This general technique of thus adjusting the probability of actions directly is policy gradient optimization. The generalizing power of a neural network is used to help recognize "similar situations," as is the case for all neural-network-based optimization methods. There is a lot of complexity in the architecture of their neural network, which I have not addressed above, but this is nevertheless the core of it.
By many measures of human intelligence, this is a very stupid algorithm. Notably, this kind of algorithm is model free; no component of it (at least directly) predicts what the environment or what an opposing agent will do.
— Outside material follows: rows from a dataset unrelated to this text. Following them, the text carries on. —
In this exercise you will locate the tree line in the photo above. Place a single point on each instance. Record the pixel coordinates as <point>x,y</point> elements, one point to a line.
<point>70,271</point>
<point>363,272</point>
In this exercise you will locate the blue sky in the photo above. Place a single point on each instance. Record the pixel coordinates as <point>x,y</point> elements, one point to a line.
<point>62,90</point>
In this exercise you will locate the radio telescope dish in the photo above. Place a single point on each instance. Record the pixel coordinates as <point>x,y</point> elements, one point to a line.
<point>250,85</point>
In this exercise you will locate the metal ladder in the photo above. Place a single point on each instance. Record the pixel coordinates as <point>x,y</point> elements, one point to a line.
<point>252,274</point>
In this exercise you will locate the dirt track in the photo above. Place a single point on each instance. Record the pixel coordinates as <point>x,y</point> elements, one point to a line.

If you think that intelligence requires prediction then you'll think that this algorithm is missing very important parts of intelligence. Instead, it is mostly learning a mapping from situations to actions, where the generator of this mapping adjusts it to produce higher reward.
Note, though, that policy gradient methods (and other model free methods) can act as if they are predicting things. OpenAI Five was trained through policy optimization, and when playing, looked as if it was anticipating what its opponents would do. But in fact, it had merely encountered many similar situations with opponents, and thereby learned what kind of actions maximized reward in them. (This is leaving entirely aside more difficult mesa-optimization complications.)
The specific policy gradient method that DeepMind used is V-MPO, which DeepMind also created. They presumably chose this algorithm because tests on V-MPO in the paper introducing the algorithm show that it performs well in a multi-task setting -- i.e., using it DeepMind trained a single agent on all of the Atari-57 tasks, and found that its median performance was still better-than human -- although the open-ended learning paper doesn't not mention this motivation.
This innermost part is necessary, well, because without it no agent would ever learn or change in any way.
The second part of the optimization process is dynamic task generation.
The principal thing that dynamic task generation does is to slowly shift the distribution of tasks on which each agent trains, as each agent improves, so that the distribution is never too hard or too easy. (Bloom's 2-sigma problem anyone?)
The way it works is actually quite easy to understand.
A candidate task is generated, by sampling from the immense space of possible worlds and possible games in those worlds -- excluding those worlds and games in the test set, of course.
Then 20 episodes of the task are played through without training to see if the task is suitable for training. 10 of these episodes are played-through using the agent-that-might-be-trained with the task. 10 of these are played through with a control "agent" which acts randomly or does nothing at all. The candidate task is accepted as an actual training task if and only if the results of these twenty episodes meet three criteria.
There are constant values that determine the cutoffs for all these filters. These constants answer questions like: what is the cutoff for doing too well in 1? How much better does the agent have to do than the control policy for 2? How poorly does the control policy have to do in 3? It is important to note that these values are themselves unique per agent; every agent has their own dynamic task generation filters.
These constants together define what I have sometimes referred to as the "teacher" above -- but teacher implies too much complexity. There's nothing to the teacher but these few numeric constants, together with how they are applied in the three rules above.
Why is this necessary?
Well, to take a step back, a big problem in RL is how you first get some signal from which to learn.
The majority of reinforcement learning algorithms don't learn at all until they've received some variance in the rewards that they receive -- some departure from normal, in either a positive or negative direction. Until they receive some signal in this fashion, they only perform random actions.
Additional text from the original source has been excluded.